There were 43,548 adults in the trial; these subjects were healthy or had stable chronic medical conditions [23]. For operational reasons, the first two planned IAs were not performed. The first IA took place after 94 cases were accrued. The BNT162b2 vaccine met the primary efficacy endpoint with more than a 99.5% probability (efficacy threshold) that the true vaccine efficacy was greater than 30% [27]. The IA outcome was released by Pfizer on Nov 9th, 2020 [28]. Moreover, the final analysis of the primary efficacy endpoint took place soon after the IA due to fast accrual of COVID cases caused by the second wave [29]. The final analysis also met the prespecified success criteria, i.e., to establish a probability above 98.6% (observed value > 99.99%) that the true VE was greater than 30%; this greatly exceeded the minimum FDA criteria for authorization. The EUA (Emergency Use Authorization) was based on the final analysis, which took place only one week after the IA. Note that for final approval, the FDA asked for longer-term safety data.
The Bayesian study design provided flexibility without compromising the quality of evidence. This design directly quantified the probability that a study hypothesis (VE ≥ 30%) was true given the trial data. This was particularly useful for early interim analyses where traditional adaptive frequentist designs could be overly conservative. The Bayesian design provided a straightforward way to set up a meaningful interim analysis plan, and the analysis used for the primary analysis provided strong evidence of vaccine efficacy.
Use of Informative Priors in Clinical Trials
Informative priors can be leveraged when there are relevant data external to the trial being planned.

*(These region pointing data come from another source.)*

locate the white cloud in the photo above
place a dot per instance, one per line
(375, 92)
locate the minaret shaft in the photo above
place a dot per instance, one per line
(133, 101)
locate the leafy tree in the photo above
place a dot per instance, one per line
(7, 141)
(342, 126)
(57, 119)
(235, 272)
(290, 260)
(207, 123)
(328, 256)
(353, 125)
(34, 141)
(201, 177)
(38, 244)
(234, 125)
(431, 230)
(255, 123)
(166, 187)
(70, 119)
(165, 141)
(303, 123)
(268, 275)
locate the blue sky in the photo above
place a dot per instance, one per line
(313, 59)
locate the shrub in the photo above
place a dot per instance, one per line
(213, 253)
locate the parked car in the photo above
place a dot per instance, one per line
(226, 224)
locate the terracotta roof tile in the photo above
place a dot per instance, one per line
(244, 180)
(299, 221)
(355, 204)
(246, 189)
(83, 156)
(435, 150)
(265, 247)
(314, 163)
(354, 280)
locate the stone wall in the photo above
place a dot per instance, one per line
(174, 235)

In such cases, Bayesian methods may result in a reduced sample size. With the use of informative priors, Bayesian methods provide for incorporating, or borrowing information from clinically relevant external evidence, without compromising the statistical validity of the trial. Bayesian borrowing can reduce sample size if external data such as previous RCTs or Natural History Studies (NHS) are available, and these data are in agreement with the data accumulating from the concurrent trial in terms of the population characteristics and outcomes of interest. Several important considerations for the selection of external data are outlined in Fig. 8.
Figure 8.
Considerations for selection and use of external data.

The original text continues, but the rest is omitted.